RAPSI, Thursday, 3 December 2020: The State Duma Committee on Security and Combating Corruption has recommended that the lawmakers should pass in the first reading a draft law envisaging that individuals engaged in political activities or collection of information in the military-technical sphere may be granted the foreign agent status if receiving financing from abroad. The respective amendments are to be made as to a federal law setting enforcement actions to be used with respect of persons involved in violations of basic human rights and liberties of citizens of the Russian Federation. The changes are to include the introduction of a mechanism for the registration of physical persons taking part in political activities within the territory of the Russian Federation in favor of foreign interests, and (or) purposefully gathering certain important intelligence in the sphere of military and military-technical activities of the state.
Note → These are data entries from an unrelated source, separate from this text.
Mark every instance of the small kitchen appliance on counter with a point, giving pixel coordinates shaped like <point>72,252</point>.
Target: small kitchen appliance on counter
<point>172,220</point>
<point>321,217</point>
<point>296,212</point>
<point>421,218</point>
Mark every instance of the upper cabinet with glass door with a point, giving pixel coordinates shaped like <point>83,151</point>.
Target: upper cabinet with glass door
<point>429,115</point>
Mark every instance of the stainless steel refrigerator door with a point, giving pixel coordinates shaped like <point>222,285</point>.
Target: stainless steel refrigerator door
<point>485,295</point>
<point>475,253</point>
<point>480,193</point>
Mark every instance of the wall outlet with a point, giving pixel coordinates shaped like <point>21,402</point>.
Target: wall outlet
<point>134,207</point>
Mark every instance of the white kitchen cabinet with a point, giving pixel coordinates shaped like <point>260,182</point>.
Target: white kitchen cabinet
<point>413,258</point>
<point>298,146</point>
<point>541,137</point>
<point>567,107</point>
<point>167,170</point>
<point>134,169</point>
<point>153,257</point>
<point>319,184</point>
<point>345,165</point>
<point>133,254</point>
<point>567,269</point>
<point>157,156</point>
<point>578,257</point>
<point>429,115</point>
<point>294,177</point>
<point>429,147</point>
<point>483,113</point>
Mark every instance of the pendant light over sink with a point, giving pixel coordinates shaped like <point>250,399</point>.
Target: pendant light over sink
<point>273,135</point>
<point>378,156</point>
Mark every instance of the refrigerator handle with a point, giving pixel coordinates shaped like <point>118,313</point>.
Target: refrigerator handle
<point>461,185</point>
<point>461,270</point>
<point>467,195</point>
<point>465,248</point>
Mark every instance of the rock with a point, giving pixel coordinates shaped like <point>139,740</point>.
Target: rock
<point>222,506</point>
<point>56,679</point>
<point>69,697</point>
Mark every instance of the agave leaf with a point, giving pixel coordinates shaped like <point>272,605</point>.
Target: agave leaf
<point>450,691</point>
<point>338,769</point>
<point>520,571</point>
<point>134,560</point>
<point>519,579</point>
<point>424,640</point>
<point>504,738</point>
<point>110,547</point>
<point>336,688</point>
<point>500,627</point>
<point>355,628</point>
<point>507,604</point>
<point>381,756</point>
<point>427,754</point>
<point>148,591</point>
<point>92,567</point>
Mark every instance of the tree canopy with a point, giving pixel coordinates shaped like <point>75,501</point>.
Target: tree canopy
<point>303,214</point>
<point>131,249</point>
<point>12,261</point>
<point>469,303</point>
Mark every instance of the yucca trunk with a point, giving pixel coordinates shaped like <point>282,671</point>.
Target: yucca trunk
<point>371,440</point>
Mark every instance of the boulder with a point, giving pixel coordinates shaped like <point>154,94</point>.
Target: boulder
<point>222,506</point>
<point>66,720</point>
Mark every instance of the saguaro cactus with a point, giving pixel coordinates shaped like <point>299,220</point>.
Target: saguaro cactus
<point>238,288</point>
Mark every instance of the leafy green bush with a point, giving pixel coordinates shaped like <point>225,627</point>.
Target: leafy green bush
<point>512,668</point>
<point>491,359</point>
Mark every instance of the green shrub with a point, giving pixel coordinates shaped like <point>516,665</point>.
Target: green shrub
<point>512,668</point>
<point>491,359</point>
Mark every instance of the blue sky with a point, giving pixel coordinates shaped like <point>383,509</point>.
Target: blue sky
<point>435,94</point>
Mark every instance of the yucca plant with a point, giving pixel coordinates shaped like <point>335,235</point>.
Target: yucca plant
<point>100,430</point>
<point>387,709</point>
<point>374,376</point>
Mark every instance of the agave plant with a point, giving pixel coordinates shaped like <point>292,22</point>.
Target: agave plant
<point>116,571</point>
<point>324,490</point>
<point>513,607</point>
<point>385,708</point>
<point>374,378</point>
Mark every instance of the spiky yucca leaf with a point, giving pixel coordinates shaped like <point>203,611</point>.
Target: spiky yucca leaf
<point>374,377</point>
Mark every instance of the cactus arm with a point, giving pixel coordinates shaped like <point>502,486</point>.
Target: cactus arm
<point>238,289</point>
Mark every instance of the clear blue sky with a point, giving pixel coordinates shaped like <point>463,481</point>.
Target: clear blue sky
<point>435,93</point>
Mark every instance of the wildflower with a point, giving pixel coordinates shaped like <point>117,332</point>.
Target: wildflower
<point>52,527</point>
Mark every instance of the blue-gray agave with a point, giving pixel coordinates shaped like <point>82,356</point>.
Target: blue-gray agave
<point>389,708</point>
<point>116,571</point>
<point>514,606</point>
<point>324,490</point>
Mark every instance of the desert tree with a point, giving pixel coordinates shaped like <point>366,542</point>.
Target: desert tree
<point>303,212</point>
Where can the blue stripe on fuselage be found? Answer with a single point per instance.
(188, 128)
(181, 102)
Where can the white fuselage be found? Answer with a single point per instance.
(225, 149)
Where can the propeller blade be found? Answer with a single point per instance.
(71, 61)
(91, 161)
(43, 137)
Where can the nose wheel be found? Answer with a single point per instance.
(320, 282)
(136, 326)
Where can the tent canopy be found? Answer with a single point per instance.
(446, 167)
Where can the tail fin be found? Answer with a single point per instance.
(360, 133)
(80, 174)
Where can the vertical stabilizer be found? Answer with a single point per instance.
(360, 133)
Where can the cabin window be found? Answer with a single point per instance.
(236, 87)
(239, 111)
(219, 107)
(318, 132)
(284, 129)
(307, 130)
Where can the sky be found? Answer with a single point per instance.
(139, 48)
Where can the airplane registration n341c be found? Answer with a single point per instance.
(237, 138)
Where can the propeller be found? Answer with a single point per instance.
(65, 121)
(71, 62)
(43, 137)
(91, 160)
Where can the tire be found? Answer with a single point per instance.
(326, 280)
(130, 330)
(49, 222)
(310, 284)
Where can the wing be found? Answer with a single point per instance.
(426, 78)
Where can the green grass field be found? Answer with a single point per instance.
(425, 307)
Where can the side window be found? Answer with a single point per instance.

Human Rights in Ukraine, Wednesday, 2 December 2020: A record four draft bills are currently awaiting ‘consideration’ in Russia’s State Duma with all evidently aimed at crushing the activities of Russian NGOs and further stifling freedom of expression and of peaceful assembly. The human rights situation in Russian-occupied Crimea is already significantly worse than in Russia, but these bills, if adopted, will prove that it can get significantly worse. As reported, the bill on so-called ‘foreign agents’, tabled in November, seems almost certain to be adopted. Draft bill № 1052523-7 on amendments to the Law on Non-Commercial Organizations, would force NGOs labelled ‘foreign agents’ to provide the Justice Ministry with all programs etc in advance, with the ministry able to prohibit them and dangerously extend who the state brands a ‘foreign agent’. The other three are: № 1057914-7 on something termed ‘additional measures for countering threats to national security; № 1057895-7 on changes to the Law on Education; and № 1057230-7 on amendments to the Law on Meetings, Rallies, etc. 50 Russian NGOs have signed an urgent appeal to the UN over this offensive against civil society. In addition, 20 major Russian NGOs, including the Memorial Human Rights Centre, the Moscow Helsinki Group, and others, have addressed an appeal to the Council of Europe’s Commissioner for Human Rights, Dunja Mijatović and to Russia’s Human Rights Ombudsperson, Tatiana Moskalkova. The latter is known for having denied that there are political prisoners in Russia, only ‘extremists’, and for having justified the persecution of Crimean Tatar lawyer Emil Kurbedinov, so it is, unfortunately, hard to imagine her defending civil society now.